Scientist and explorer Sir William Hamilton also focuses on volcanic-industrial connections in his popular and widely-read Observations on Mount Vesuvius, Mount Etna, and other Volcanos (1773).  Like Serao’s text, Observations was extracted and reprinted frequently in literary magazines.  At one point, Hamilton compares the smoke and ash of Vesuvius to the fog of London:  “it was impossible to judge the situation of Vesuvius, on account of the smoak and ashes, which covered it entirely . . . the sun appearing as through a thick London fog” [5].  As we know now, London’s famous fog was mostly the result of suspended particulate matter:  soot, smoke, and dust caused from coal burning.  In 1825, Charles Lamb would call this “the ‘London particular,’ so manufactured by Thames, Coal Gas, Smoke, Steam, and Co” [6].  These kinds of scientific-industrial comparisons were widespread in scientific writings:  perhaps most famously, the geologist James Hutton presents Earth as a “machine” modeled on the steam engine in his Theory of Earth (1788).

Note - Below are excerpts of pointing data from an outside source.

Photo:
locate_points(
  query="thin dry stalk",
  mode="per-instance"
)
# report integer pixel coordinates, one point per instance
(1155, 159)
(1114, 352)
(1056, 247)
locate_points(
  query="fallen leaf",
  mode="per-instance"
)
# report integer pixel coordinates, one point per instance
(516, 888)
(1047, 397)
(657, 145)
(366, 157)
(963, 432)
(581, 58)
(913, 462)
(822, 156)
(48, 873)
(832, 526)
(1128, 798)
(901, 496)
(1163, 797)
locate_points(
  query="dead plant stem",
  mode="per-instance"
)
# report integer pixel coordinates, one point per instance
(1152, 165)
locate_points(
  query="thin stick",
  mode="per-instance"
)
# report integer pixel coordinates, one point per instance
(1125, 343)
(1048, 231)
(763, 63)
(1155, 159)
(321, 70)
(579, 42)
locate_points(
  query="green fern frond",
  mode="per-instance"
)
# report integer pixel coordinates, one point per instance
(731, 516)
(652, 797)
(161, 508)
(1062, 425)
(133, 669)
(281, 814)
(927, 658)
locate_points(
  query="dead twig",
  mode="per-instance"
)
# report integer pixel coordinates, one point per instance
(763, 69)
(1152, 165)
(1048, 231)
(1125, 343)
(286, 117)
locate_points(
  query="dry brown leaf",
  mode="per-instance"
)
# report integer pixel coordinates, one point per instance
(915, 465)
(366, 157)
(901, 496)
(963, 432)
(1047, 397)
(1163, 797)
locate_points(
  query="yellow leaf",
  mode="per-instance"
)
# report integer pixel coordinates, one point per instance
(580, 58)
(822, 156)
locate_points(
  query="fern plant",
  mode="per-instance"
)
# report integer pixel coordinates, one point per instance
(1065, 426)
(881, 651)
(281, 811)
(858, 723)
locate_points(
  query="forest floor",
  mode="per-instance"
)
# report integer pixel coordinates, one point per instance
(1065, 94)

Title page of Hamilton’s Observations

By the early nineteenth century, the volcanic-industrial tradition had become “common place” in British writing, as Lord Byron observes in Don Juan (1824) [7].  Scientists such as Humphry Davy, James Smithson, and Luke Howard began to argue explicitly that industrial emissions had atmospheric effects similar to those of volcanic eruptions.  In 1804 the editors of the Edinburgh Review expressed amazement that such a connection had “so long eluded observation” [8].  Howard, writing on London in 1812, referred to the chimneys of the city as a collective “volcano of a hundred thousand mouths” [9].  In 1820, the poet James Woodhouse wrote of the “new volcanoes” in Birmingham and Wolverhampton [10].  This literary trope of referring to the “new volcanoes” of industry continues throughout the nineteenth and twentieth centuries.  In a 1902 issue of the Illustrated London News, the thousands of chimneys that reach into the sky above Britain’s capital are referred to as “London volcanoes,” and today, climate researchers continue to write of the “human volcano” [11].

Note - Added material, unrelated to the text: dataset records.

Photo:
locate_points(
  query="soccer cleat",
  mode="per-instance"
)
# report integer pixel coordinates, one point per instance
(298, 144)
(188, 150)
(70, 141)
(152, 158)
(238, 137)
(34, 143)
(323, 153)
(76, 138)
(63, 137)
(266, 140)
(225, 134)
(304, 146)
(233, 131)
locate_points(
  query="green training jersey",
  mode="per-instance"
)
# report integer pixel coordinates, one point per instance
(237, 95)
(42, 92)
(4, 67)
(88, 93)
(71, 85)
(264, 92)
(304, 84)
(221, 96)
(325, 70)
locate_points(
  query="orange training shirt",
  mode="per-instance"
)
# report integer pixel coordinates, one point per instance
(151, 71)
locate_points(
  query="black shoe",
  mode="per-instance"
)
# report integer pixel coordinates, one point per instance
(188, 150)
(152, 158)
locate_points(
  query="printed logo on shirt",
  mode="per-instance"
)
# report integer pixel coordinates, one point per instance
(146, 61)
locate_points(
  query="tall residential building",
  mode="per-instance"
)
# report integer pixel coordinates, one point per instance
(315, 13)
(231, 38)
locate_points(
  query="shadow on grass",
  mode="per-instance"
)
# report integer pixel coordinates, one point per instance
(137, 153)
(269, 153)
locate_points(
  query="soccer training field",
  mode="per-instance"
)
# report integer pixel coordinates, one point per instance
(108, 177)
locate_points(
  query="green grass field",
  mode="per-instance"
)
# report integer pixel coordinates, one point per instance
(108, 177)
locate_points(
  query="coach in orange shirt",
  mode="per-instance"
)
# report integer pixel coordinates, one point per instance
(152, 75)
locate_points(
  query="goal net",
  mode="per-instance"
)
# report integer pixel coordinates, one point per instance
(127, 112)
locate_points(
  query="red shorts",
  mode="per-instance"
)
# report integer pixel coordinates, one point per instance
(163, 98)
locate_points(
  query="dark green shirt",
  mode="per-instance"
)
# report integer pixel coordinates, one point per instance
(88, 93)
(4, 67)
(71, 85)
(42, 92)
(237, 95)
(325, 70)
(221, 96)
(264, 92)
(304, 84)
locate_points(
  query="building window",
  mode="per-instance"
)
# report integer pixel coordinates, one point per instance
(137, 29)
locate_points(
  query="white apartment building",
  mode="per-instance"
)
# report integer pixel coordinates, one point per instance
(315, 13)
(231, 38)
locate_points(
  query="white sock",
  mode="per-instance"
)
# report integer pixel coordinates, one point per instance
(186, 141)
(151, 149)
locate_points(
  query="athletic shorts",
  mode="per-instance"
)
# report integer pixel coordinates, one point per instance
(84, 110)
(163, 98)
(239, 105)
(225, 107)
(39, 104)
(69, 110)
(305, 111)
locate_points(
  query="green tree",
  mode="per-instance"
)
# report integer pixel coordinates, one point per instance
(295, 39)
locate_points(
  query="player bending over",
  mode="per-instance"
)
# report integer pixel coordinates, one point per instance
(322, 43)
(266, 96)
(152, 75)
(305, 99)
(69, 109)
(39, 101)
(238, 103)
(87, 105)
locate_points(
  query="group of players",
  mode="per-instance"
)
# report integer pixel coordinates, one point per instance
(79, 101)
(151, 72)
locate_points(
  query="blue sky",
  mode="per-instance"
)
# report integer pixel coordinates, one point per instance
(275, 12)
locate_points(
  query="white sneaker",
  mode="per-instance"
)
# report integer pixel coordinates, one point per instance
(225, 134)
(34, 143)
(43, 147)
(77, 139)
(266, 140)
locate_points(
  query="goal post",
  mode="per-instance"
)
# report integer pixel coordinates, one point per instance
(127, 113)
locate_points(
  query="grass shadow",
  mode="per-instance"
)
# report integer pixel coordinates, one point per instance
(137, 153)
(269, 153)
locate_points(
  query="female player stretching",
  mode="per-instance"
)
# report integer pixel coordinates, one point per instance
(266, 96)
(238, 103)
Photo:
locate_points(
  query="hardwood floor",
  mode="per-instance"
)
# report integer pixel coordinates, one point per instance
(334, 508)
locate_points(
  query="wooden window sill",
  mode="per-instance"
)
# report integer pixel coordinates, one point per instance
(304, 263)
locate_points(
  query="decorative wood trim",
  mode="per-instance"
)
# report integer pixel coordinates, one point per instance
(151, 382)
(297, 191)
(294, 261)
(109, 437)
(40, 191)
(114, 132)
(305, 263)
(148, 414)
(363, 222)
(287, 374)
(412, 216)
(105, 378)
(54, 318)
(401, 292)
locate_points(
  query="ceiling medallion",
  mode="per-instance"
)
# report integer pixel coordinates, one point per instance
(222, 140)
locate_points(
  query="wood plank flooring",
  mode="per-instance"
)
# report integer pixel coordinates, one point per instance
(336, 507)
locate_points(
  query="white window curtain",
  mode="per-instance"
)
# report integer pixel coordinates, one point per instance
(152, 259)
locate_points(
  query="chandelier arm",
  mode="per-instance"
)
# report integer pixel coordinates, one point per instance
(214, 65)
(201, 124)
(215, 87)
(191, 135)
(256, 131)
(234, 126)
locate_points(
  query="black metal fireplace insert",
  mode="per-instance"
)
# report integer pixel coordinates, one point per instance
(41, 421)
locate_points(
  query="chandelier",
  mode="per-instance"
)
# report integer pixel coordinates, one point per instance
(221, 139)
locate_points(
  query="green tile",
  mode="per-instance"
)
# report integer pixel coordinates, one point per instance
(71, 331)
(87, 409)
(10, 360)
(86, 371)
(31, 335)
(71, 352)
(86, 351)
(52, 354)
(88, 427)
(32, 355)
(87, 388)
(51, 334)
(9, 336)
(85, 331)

Vesuvius Eruption in 1767, Plate 1, Observations

In the twenty-first century, humans have supplanted volcanoes as a major catalyst of climate change.  The last five years (2014–2018) were the hottest years on record globally, owing almost entirely to the human-volcano effect.  While this warming trend is recent, the connections among industrialization, volcanoes, and climate change are not.  These connections, which both signal and describe the Anthropocene, form a tradition in eighteenth-century British writing, pointing to 1750 as the dawn of the Anthropocene.

Notes

[1] Paul J. Crutzen and Eugene F. Stoermer, “The ‘Anthropocene,’” IGBP Newsletter 41 (2000), p. 17.

[2] For a concise yet comprehensive overview of these debates, see Jeffrey Davies, The Birth of the Anthropocene (Oakland:  University of California Press, 2016), esp. chapter two.  Also see Simon Lewis and Mark Maslin, “Defining the Anthropocene,” Nature 519 (2015):  171–80.

[3] John Dalton, A Descriptive Poem, Addressed to Two Ladies, at their Return from Viewing the Mines near Whitehaven (London, 1755), ll. 1–12.

[4] Francesco Serao, The Natural History of Mount Vesuvius (London, 1743), p. 64.

[5] Sir William Hamilton, Observations on Mount Vesuvius, Mount Etna, and other Volcanos (London, 1774), p. 31.

[6] J. C. Thompson, Bibliography of the Writings of Charles and Mary Lamb:  A Literary History (London: J.R. Tutin, 1908), p. 88.

[7] Lord Byron, Don Juan, 13.282.

[8] Quoted in G. M. Matthews, “A Volcano’s Voice in Shelley,” ELH 24, no. 3 (1957), p. 197.

[9] Luke Howard, The Climate of London (Cambridge:  Cambridge University Press, 2012), p. 203.

[10] James Woodhouse, The Life and Lucubrations of Crispinus Scriblerus, in The Life and Poetical Works of James Woodhouse, ed. R. R. Woodhouse (London, 1896), p. 25.

[11] Illustrated London News (15 March 1902), p. 17.